In other words what this passage of Scripture does is two things: it guards against the abuses of headship by telling husbands to love like Jesus; and it guards against the debasing of submission by telling wives to respond the way the church does to Christ.
There is no contradiction between mutual submission and a relationship of leadership and response. Mutual submission doesn't mean that both partners must submit in exactly the same ways. Christ submitted himself to the church in one way, by a kind of servant-leadership that cost him his life. And the church submits herself to Christ in another way by honoring his leadership and following him in on the Calvary road.
So it is not true that mutual submission rules out the family pattern of Christ-like leadership and church-like submission. Mutual submission doesn't obliterate those roles, it transforms them.
What this means to me:
If we see headship and leadership within the framework of responsibility, not right, it becomes a loving response to a loving God. Godly submission of a godly wife becomes a loving response to a loving husband.
Are Christ and the church mutually submitted? They aren't if submission means Christ yields to the authority of the church. But they are if submission means that Christ submitted Himself to suffering and death for the good of the church. That, however, is not how the church submits to Christ. The church submits to Christ by affirming His authority and following His lead. So mutual submission does not mean submitting to each other in the same ways. Therefore, mutual submission does not compromise Christ's headship over the church and it should not compromise the headship of a godly husband.
What this means to me:
The key is love. The key is different. There is no conflict between love / leadership / submission. As sinful mankind, we can inject a conflict where one does not belong, but a man or a woman sinning in an authority structure does not make the structure wrong, it makes the sin wrong.
The traditional camp, on the other hand, advocates equality before God, but is committed to complementarianism, rather than egalitarianism. This is the belief that, while men and women are equal before God, they serve him in complementary roles which are not always identical and in some cases ought not to be. These complementarians recognize that there is "neither male nor female" in terms of our relationship to God (Gal. 3:28). But they also recognize the other biblical texts which counsel that men and women possess distinct abilities and callings (such as 1 Pet. 3:1-7; Col. 3:18; 1 Tim. 2:9-3:7). In the home there ought to be male headship (though not domination) and womanly submission (though not fearful servility).

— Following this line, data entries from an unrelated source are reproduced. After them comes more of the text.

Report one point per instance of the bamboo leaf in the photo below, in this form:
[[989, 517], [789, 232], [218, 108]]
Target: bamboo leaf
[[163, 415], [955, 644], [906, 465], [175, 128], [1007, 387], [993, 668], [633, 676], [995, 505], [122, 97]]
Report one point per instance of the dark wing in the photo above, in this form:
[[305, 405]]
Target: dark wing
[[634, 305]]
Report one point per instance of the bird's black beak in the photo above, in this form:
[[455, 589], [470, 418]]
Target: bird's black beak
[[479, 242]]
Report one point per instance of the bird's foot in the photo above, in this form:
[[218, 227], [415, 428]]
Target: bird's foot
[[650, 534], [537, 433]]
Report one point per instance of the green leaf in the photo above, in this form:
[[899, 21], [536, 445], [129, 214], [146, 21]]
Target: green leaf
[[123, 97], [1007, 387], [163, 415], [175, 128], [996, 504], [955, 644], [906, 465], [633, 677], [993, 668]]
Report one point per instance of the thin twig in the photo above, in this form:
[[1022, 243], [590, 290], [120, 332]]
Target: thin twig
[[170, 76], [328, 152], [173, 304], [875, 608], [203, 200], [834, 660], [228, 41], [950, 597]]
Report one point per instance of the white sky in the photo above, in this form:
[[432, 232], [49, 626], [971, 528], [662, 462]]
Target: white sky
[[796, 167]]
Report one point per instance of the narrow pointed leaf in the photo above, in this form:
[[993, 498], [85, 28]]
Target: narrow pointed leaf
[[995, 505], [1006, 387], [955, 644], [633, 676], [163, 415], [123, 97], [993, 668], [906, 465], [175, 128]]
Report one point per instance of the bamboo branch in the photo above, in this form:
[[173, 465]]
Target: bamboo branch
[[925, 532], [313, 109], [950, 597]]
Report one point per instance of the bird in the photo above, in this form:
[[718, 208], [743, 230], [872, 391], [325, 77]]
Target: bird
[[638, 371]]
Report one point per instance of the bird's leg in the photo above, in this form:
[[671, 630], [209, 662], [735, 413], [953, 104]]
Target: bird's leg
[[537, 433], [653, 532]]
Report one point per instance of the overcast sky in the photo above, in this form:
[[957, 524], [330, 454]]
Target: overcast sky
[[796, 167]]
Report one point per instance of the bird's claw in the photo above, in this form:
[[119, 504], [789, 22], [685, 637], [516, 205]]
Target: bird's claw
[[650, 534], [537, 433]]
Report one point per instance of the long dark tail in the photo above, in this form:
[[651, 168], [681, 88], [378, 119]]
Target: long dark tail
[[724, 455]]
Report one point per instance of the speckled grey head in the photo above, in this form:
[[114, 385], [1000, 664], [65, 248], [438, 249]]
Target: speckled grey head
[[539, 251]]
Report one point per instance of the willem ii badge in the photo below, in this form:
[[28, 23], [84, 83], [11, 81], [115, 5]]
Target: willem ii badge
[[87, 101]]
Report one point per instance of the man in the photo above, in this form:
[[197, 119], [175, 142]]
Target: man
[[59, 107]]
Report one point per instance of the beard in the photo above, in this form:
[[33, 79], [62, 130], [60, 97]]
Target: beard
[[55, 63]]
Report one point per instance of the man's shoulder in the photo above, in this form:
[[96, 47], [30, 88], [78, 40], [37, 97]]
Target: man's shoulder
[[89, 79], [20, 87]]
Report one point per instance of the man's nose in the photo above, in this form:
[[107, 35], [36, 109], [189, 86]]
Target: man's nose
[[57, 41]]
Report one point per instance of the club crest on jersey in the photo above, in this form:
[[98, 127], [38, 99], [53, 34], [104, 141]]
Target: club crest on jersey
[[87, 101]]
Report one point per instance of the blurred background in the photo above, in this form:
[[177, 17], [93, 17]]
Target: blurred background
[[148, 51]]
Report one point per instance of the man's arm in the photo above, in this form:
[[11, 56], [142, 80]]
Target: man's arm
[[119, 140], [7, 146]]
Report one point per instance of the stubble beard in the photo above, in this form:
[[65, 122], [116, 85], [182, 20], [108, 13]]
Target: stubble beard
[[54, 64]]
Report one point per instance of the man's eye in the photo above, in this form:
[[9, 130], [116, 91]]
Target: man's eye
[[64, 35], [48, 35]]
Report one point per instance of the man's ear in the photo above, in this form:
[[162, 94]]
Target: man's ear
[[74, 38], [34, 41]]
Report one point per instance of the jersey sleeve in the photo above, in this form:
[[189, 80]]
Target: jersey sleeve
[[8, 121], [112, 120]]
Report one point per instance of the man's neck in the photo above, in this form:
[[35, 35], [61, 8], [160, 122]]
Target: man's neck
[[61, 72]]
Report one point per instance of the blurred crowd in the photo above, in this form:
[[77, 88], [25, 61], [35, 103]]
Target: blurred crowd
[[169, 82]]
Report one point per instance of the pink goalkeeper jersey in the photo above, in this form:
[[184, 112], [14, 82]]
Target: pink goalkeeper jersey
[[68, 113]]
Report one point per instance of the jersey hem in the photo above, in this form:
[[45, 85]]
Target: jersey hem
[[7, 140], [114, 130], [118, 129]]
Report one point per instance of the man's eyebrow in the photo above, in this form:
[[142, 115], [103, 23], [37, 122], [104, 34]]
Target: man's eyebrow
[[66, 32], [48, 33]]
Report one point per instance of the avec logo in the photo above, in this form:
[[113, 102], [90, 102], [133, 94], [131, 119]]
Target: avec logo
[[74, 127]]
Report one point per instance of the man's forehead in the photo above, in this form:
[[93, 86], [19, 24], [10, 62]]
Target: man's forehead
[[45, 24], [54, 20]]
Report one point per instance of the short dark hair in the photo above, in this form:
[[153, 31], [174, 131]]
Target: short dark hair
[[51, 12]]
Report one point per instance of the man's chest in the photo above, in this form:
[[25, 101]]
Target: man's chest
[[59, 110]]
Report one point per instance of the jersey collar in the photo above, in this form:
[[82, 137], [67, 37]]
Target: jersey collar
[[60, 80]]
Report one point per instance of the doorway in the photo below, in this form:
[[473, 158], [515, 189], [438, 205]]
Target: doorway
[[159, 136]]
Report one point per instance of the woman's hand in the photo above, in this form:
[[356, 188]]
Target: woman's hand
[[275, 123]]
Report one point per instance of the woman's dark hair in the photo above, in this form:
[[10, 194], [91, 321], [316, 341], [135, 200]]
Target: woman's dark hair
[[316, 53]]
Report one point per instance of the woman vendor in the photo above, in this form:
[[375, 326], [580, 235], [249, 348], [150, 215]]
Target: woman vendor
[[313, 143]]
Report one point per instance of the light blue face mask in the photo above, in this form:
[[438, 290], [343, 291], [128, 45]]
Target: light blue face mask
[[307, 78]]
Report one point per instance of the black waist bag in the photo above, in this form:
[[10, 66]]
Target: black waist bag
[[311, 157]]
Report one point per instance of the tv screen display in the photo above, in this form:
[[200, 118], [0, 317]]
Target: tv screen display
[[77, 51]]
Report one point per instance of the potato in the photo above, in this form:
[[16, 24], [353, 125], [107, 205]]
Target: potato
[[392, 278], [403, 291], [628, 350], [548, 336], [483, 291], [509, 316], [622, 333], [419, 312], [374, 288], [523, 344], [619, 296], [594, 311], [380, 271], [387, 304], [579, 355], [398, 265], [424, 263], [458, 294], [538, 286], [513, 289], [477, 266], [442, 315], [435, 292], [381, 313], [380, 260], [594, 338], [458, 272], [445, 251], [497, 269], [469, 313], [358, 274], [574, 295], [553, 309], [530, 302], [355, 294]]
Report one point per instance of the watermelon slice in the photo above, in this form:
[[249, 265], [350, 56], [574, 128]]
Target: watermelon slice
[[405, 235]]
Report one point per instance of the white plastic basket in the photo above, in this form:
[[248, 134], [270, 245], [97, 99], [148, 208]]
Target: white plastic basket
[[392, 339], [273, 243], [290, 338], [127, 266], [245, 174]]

Complementarians insist that to be truly evangelical we must confess that there is no contradiction over this matter in Scripture, and to be truly biblical we must affirm both the spiritual equality of men and women and also the distinctions and differences in roles that are taught in the Bible.
What this means to me: Men and women should fit together like a jigsaw puzzle - heart to heart, mind to mind, soul to soul. Not like identical and interchangeable gear cogs.
The quote: from Armorbearer:
i agree, women are not afforded the courtesy of dignity in many cases, but the problem is not patriarchy. the problem is men acting like buffoons. the remedy then is not feminism and matriarchy or swapping one bully for another, the remedy is mutual submission. rightful authority.
What this means to me: Some parents abuse their children; that does not mean we should remove parental authority. Some pastors are abusive; that does not mean that we should abolish pastoral authority. There are some bad bosses; that does not mean that the position of "boss" is bad. A president may lie under oath, or knowingly accept bad intelligence; that doesn't mean that the office of presidency is evil.
Abuse is sin, it does not follow that the structure is sinful, but the person within that structure.